俺と誠一はそれぞれ親子丼とカレーライスを頼み、美穂たちの方へと向かった。
「ごめん。遅れた」
「用はもう済んだの?」
「うん」
俺は席に座りながら美穂の質問に回答した。
今日、美穂はハンバーグ定食を食べている。一方で李子は天丼を。清太は俺と同じ親子丼を。西村さんはパンを
俺が清太に今朝のことについて質問をしようとすると、俺よりも先に清太の口が開いた。
「今朝はごめん、拓也。あのあと一本の電話がかかってきて、急いで家に戻らないといけなくなったんだ」
「そうだったのか」
「うん。でも、明日は大丈夫だから安心して。今朝の缶ジュースの奢りはなしで良いよ。俺が勝手にいなくなったんだし」
「分かった」
これで今朝のことについてはオチがついたと思ったのだが、誠一が一つ余計なことを聞いてしまった。

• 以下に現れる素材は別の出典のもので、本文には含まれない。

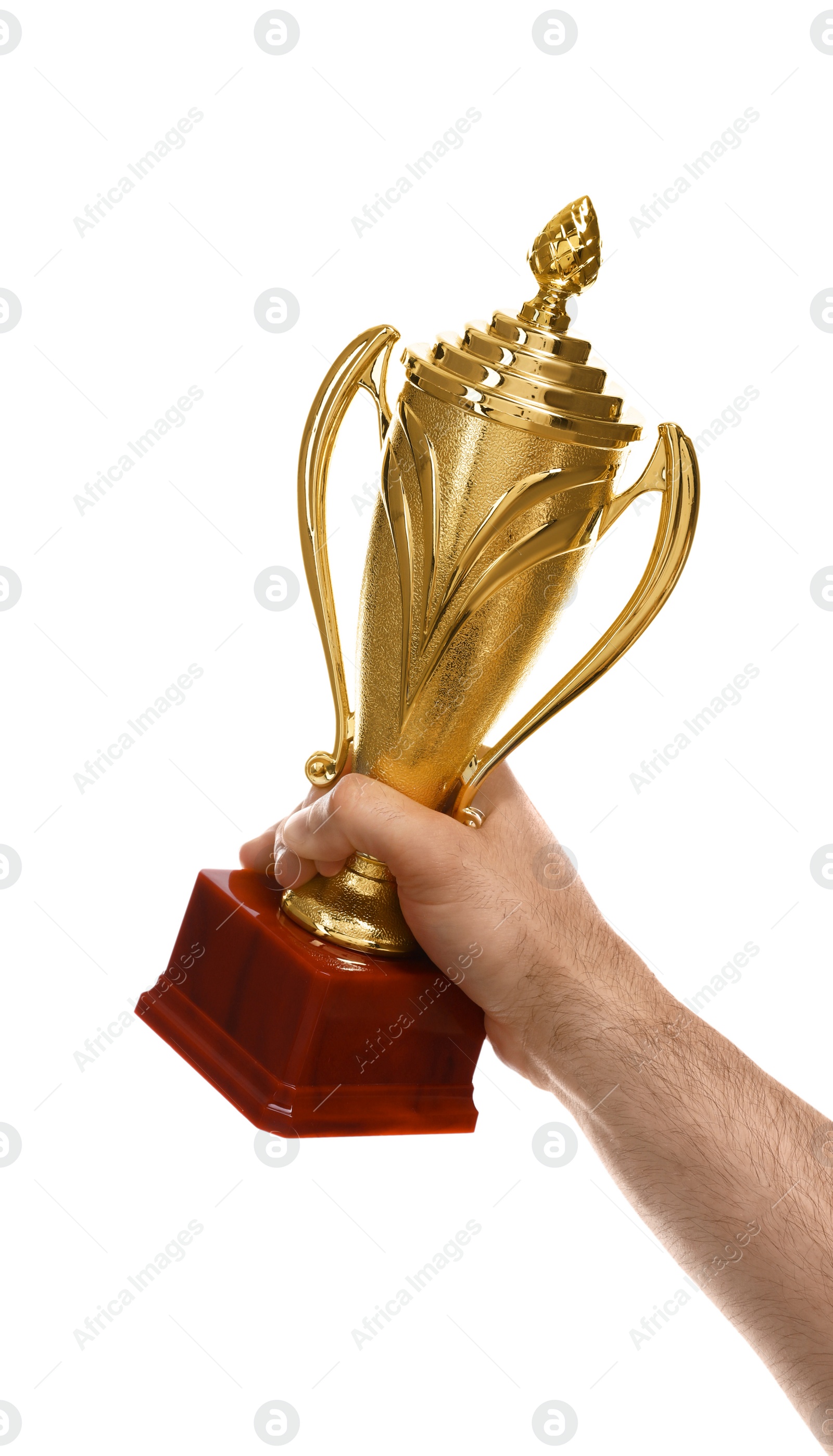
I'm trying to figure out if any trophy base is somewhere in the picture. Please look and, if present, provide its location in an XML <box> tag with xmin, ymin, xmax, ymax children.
<box><xmin>284</xmin><ymin>855</ymin><xmax>418</xmax><ymax>955</ymax></box>
<box><xmin>135</xmin><ymin>869</ymin><xmax>484</xmax><ymax>1137</ymax></box>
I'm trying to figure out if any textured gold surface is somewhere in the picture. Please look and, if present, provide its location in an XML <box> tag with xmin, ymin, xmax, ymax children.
<box><xmin>284</xmin><ymin>198</ymin><xmax>698</xmax><ymax>955</ymax></box>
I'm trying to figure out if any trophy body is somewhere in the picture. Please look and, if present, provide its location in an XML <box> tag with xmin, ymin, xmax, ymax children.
<box><xmin>137</xmin><ymin>198</ymin><xmax>698</xmax><ymax>1136</ymax></box>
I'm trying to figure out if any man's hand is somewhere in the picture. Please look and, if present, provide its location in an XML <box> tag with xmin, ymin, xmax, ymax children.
<box><xmin>241</xmin><ymin>766</ymin><xmax>833</xmax><ymax>1449</ymax></box>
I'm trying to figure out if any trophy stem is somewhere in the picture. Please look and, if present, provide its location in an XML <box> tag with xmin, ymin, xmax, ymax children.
<box><xmin>283</xmin><ymin>853</ymin><xmax>416</xmax><ymax>955</ymax></box>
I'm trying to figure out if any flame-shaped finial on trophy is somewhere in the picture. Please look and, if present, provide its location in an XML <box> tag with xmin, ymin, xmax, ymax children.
<box><xmin>138</xmin><ymin>196</ymin><xmax>698</xmax><ymax>1136</ymax></box>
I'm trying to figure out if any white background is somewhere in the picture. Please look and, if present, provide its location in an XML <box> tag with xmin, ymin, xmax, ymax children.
<box><xmin>0</xmin><ymin>0</ymin><xmax>833</xmax><ymax>1456</ymax></box>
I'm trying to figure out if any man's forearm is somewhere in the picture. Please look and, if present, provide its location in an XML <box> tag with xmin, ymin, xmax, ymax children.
<box><xmin>537</xmin><ymin>935</ymin><xmax>833</xmax><ymax>1443</ymax></box>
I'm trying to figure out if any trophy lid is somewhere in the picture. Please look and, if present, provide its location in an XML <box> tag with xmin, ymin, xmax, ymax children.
<box><xmin>403</xmin><ymin>196</ymin><xmax>641</xmax><ymax>450</ymax></box>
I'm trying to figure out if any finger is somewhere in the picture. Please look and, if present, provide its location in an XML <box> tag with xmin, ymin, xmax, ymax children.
<box><xmin>284</xmin><ymin>773</ymin><xmax>470</xmax><ymax>881</ymax></box>
<box><xmin>472</xmin><ymin>761</ymin><xmax>530</xmax><ymax>823</ymax></box>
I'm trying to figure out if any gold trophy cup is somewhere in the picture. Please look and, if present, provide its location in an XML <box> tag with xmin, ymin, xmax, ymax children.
<box><xmin>283</xmin><ymin>196</ymin><xmax>699</xmax><ymax>955</ymax></box>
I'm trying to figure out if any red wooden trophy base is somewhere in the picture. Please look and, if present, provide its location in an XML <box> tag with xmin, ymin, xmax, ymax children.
<box><xmin>135</xmin><ymin>869</ymin><xmax>484</xmax><ymax>1137</ymax></box>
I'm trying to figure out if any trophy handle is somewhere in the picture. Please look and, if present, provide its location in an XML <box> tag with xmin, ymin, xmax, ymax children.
<box><xmin>453</xmin><ymin>424</ymin><xmax>699</xmax><ymax>824</ymax></box>
<box><xmin>298</xmin><ymin>323</ymin><xmax>399</xmax><ymax>788</ymax></box>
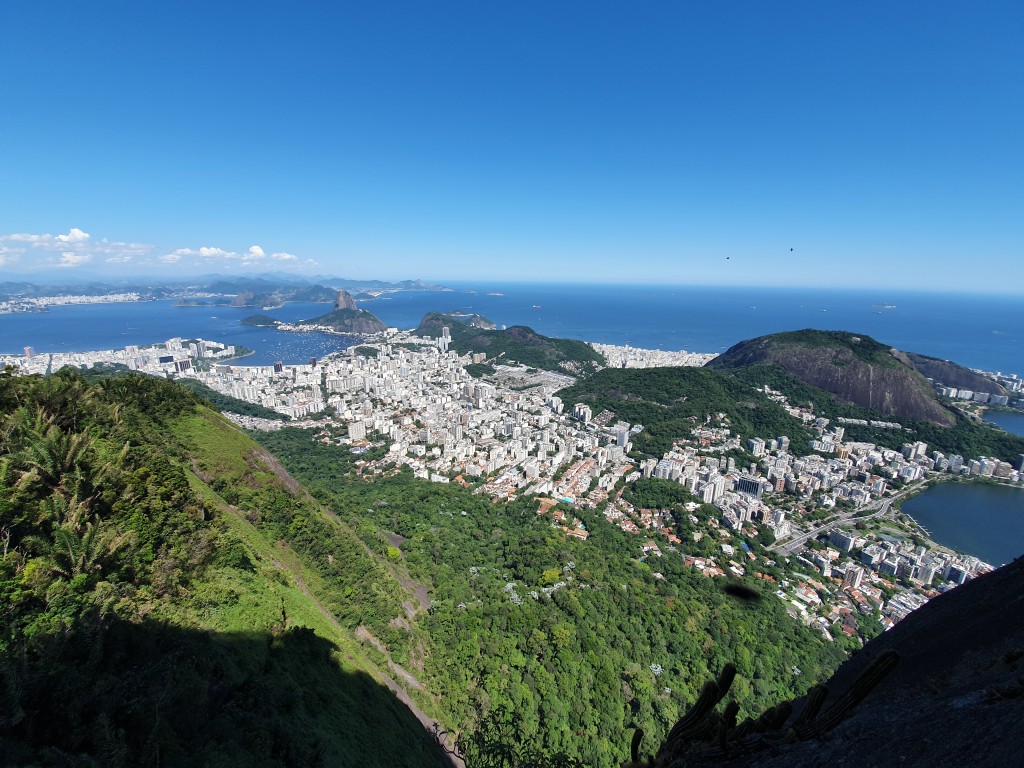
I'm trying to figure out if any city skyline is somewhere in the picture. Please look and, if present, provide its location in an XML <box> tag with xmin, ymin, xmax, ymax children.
<box><xmin>0</xmin><ymin>2</ymin><xmax>1024</xmax><ymax>293</ymax></box>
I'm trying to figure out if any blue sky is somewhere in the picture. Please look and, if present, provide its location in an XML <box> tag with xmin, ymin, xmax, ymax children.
<box><xmin>0</xmin><ymin>0</ymin><xmax>1024</xmax><ymax>293</ymax></box>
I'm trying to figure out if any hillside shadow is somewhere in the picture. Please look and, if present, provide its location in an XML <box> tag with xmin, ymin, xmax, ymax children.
<box><xmin>0</xmin><ymin>621</ymin><xmax>449</xmax><ymax>768</ymax></box>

「でもさ、二人とも三時間目の途中に一緒に遅刻してきたんでしょ?偶然??」
「おい、誠一。別に愛海は関係ないでしょ?」
「あ、ごめん」
誠一は
中学時代からそうだったのだが、やはり変わっていなかったか。
誠一は自分の発言に気づいた様子で、清太に慌てて謝った。
「別に謝らなくて良いよ、誠一くん」
誠一が清太に尋ねた質問に関しては少しばかりか俺も興味がある。
隣には何の話をしているのかが分からない様子の美穂と李子がいた。
「もし良かったら、聞いても良いか、清太?二人一緒に遅刻してきた理由を。嫌だったら別に言わなくて良いよ」
「実はさ」
間を一度挟んで、清太の口元が開く。
「実はさ、俺のおじいちゃんが今朝急に倒れて病院に搬送されたんだよ。それで、俺はお見舞いに病院へと向かったんだ。愛海は幼稚園の頃からの俺の幼馴染だからさ、俺のおじいちゃんともかなり関わりがあるんだよ。おじいちゃんが倒れたことを愛海に報告したら、愛海もついて来ちゃったってわけ」
「セイくんのおじいちゃんが倒れたと聞いたら、私もそりゃ駆けつけるよ。小さい頃、セイくんのおじいちゃんに沢山遊んでもらったんだし」
清太の隣にはうんうんと、頷いている西村さんがいた。
「なんか、悪いこと聞いたな。ごめん、清太。それと西村さん。ほら、誠一も」
「ごめんな、二人とも」
「全然大丈夫だよ」
清太は直ぐ許してくれた。
「じゃあ、罰として私のことを愛海と呼んで。苗字で呼ばれるのあまり好きじゃないから」
「わ、分かったよ、愛海」
俺は愛海から軽い罰を受けた。
「俺はもう呼んでるぜ、愛海」
「キモい」
「えー」
誠一の発言は愛海にドン引きされ、軽い冗談を言われた。今のやりとりを見て、みんな互いに笑い合った。
それから俺たちは昼食を済ませ、各自の教室へと戻った。